Su siralar: ben ve Italya gezisi

Oncelikle cidden blog yazma isini boyle aylik dergi kivamina getirmis durumdayim, bunu farkettim yani. Reklam felan mi alsam ne yapsam? Hulya Avsar gibi parfum felan mi cikartsam, yapmaliyim bu tarz seyleri, evet! Saka bir yana, yazmak aslinda bana faydaliyken, neden yazmaktan kopuyorum anlamis degilim. Aslinda nedenlerim var: Zamanim yok. Yani eskisi gibi yazmaya ayiracak vakit bulamiyorum. Bazen cok sacma seyler de yapsam, yazmaya ayiracak vakit bulamiyorum...

Iyice koptum kendimden. Hani kotu anlamda degil. Boyle sadece eski ben olmayi istiyorum, ustune gitmiyorum ayni zamanda bu konunun... Ama surekli bu konuyla ilgili yakiniyorum kendime... Eskiden kastim da hani boyle sessiz, sakin, daha masum, daha saf olan ben. Simdi degil misin, derseniz. Hayir degilim de diyemem. Evet, hala ayniyim da diyemiyorum...

Hayatimda hic boyle hissetmemistim. Bos dusunuyorum artik. Dusuncelerim bos degil, ama... Sadece alakasiz seyleri dusunuyorum. Ya da dusunmeye calisiyorum; ama beceremiyorum. Garip bir ruh haline burundum. Eskisi gibi yemek yemiyorum. Eskisi gibi uyanmiyorum. Eskisi gibi hissetmiyorum... Eskisi gibi nefes almiyorum. Kalp atislarim eskisi gibi degil... Bakislarimda, eskisi gibi hayat kipirtisi yok. Artik daha huzunlu bakiyorum. Sadece gormesini istedigim kisilere gosteriyorum bu bakislarimi. Sanki anlamasalar ne degisecek...

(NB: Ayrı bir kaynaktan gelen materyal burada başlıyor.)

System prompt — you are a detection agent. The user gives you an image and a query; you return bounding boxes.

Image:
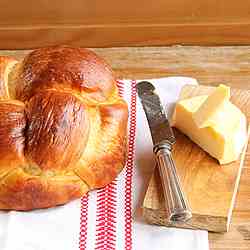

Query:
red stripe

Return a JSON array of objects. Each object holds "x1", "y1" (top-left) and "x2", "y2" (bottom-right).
[
  {"x1": 79, "y1": 194, "x2": 89, "y2": 250},
  {"x1": 95, "y1": 81, "x2": 124, "y2": 250},
  {"x1": 125, "y1": 81, "x2": 136, "y2": 250}
]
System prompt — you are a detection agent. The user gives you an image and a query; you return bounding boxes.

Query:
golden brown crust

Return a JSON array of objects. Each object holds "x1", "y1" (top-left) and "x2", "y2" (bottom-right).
[
  {"x1": 0, "y1": 56, "x2": 17, "y2": 100},
  {"x1": 0, "y1": 101, "x2": 26, "y2": 172},
  {"x1": 0, "y1": 46, "x2": 128, "y2": 210},
  {"x1": 0, "y1": 168, "x2": 88, "y2": 210},
  {"x1": 25, "y1": 91, "x2": 89, "y2": 170},
  {"x1": 75, "y1": 101, "x2": 128, "y2": 189},
  {"x1": 17, "y1": 46, "x2": 115, "y2": 101}
]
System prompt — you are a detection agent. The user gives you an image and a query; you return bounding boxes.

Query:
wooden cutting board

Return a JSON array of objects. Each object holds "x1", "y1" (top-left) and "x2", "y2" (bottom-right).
[{"x1": 143, "y1": 85, "x2": 250, "y2": 232}]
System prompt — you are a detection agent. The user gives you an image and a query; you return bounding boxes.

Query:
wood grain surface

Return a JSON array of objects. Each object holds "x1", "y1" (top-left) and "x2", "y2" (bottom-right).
[
  {"x1": 0, "y1": 0, "x2": 250, "y2": 49},
  {"x1": 143, "y1": 85, "x2": 250, "y2": 232},
  {"x1": 0, "y1": 46, "x2": 250, "y2": 250}
]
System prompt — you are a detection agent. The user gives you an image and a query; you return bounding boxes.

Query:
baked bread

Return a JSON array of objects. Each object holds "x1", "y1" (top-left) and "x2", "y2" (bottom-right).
[{"x1": 0, "y1": 46, "x2": 128, "y2": 210}]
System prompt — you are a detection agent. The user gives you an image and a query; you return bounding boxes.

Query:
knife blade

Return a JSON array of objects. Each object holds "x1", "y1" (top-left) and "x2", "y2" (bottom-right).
[{"x1": 136, "y1": 81, "x2": 192, "y2": 223}]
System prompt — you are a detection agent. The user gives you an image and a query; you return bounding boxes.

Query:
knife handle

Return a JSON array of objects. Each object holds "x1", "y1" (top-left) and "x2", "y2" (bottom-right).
[{"x1": 154, "y1": 142, "x2": 192, "y2": 222}]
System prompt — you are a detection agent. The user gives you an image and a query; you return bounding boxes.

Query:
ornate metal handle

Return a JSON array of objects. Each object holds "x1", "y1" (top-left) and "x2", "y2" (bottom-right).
[{"x1": 154, "y1": 143, "x2": 192, "y2": 222}]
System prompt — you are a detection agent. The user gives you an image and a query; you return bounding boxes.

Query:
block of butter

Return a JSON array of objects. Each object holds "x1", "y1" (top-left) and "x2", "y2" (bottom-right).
[{"x1": 172, "y1": 85, "x2": 247, "y2": 164}]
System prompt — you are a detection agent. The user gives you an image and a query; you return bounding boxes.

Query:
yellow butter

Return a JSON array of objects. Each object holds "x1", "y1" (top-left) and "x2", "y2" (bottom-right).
[
  {"x1": 193, "y1": 84, "x2": 230, "y2": 128},
  {"x1": 172, "y1": 90, "x2": 247, "y2": 164}
]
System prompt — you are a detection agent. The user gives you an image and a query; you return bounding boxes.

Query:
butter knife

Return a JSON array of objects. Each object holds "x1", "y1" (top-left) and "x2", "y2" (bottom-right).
[{"x1": 136, "y1": 81, "x2": 192, "y2": 223}]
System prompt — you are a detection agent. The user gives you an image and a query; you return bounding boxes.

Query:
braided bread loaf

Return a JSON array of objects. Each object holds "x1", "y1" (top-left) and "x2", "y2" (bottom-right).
[{"x1": 0, "y1": 46, "x2": 128, "y2": 210}]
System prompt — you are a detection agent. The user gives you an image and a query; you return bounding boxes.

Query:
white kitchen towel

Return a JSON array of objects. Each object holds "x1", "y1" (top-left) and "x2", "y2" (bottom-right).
[{"x1": 0, "y1": 77, "x2": 209, "y2": 250}]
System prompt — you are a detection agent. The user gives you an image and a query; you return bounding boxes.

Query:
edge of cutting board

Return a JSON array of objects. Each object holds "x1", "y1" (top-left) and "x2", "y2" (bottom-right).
[{"x1": 142, "y1": 85, "x2": 250, "y2": 232}]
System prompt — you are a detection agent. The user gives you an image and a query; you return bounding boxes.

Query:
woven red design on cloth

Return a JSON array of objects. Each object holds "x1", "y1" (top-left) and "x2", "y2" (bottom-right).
[
  {"x1": 79, "y1": 81, "x2": 136, "y2": 250},
  {"x1": 79, "y1": 194, "x2": 88, "y2": 249},
  {"x1": 125, "y1": 81, "x2": 136, "y2": 250}
]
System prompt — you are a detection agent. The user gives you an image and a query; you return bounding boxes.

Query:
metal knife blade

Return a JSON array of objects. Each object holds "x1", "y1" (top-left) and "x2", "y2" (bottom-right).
[
  {"x1": 136, "y1": 81, "x2": 192, "y2": 223},
  {"x1": 136, "y1": 81, "x2": 175, "y2": 145}
]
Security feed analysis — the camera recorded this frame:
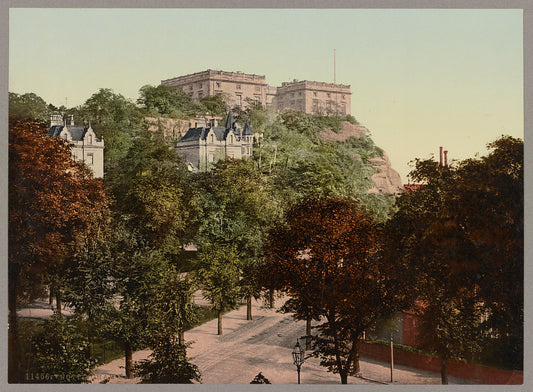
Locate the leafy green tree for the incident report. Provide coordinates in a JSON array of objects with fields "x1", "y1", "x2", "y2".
[
  {"x1": 135, "y1": 336, "x2": 201, "y2": 384},
  {"x1": 198, "y1": 94, "x2": 228, "y2": 117},
  {"x1": 28, "y1": 314, "x2": 96, "y2": 384},
  {"x1": 110, "y1": 125, "x2": 198, "y2": 254},
  {"x1": 263, "y1": 198, "x2": 408, "y2": 384},
  {"x1": 9, "y1": 93, "x2": 53, "y2": 124},
  {"x1": 194, "y1": 159, "x2": 280, "y2": 320},
  {"x1": 387, "y1": 137, "x2": 523, "y2": 383},
  {"x1": 134, "y1": 268, "x2": 200, "y2": 383},
  {"x1": 198, "y1": 242, "x2": 242, "y2": 335},
  {"x1": 77, "y1": 88, "x2": 144, "y2": 172},
  {"x1": 137, "y1": 85, "x2": 200, "y2": 119}
]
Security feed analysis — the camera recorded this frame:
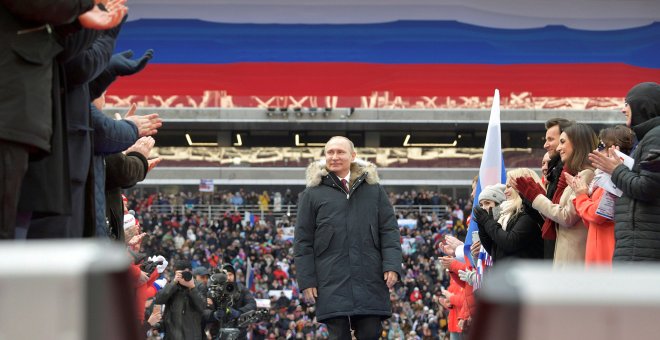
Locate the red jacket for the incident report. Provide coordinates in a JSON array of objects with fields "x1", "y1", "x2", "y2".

Kopuyorum kendimden. Sanki bir gun boyle iki tane ben olacak. Ama hani yapmasi gerekenleri duzenleyen bir ben, ve hayati hic umursamayan ikinci bir ben gibi. Hayir, sizofreni degilim. Belirtileri de degil bunlar. Sadece hala icimde olan ve kaybetmeyi istemedigim o "sevme duygusu" bunlara sebep oluyor. Ama hani boyle sinirdayim, kaybediyorum sanki... Bu kadar mi duygusal olmak zorundayim ben? Ya da nasil beceriyor diger insanlar bu kadar duygusuz olabilmeyi? Ikisinin ortasini yapabilme yetenegim neden yok? Unutmayi bu kadar kolay becerebilirken, ya da ustunu kapatmayi bu kadar iyi yapabilirken, neden yeni gozlerin esiri olup; binbir hayale girebilecek kadar hassas olabiliyorum?.. Anlamiyorum, anlayamiyorum...

Duzene girmeyi istiyorum artik! 7-8 ay gecti, yeter artik! Dursun su etrafimdaki her sey! En azindan 1 sn olsun dursun ve ben farkedeyim nerede, nasil, ve ne icin oldugumu...

-------------------------
5 Nisan'da Italya'ya gitmek uzere yola ciktim. Hedefim Milan, Venedik, Floransa, Pisa ve Roma olmak uzere 5 Italya sehri ve Vatikan idi. 13 Nisan'da geri dondum. Her sey harika idi. Tek sorun, Italya, yiginla cingene ile dolu. Ispanya'dan, Portekiz'den ve kendinden olmak uzere etrafta epeyce cingene mevcuttu. Diger ulkelerden gocmenler de mevcuttu orada... Bunlarin disinda, dedigim gibi her sey harikaydi. Ne kadar kismaya calissam da biraz para harcamak zorunda kaldim; cunku Italya, Litvanya'ya gore pahali bir ulke... Ben Erasmus hayatimi orada gecirseydim, epeyce masrafli olurdu her sey, eminim. En cok Milan'i begendim; cunku orada her sey duzenli ve daha az cingeneye sahip. Guzeldi. Milan'da yasamak isterdim, eger Italya'da yasamak gibi bir durumum olsaydi...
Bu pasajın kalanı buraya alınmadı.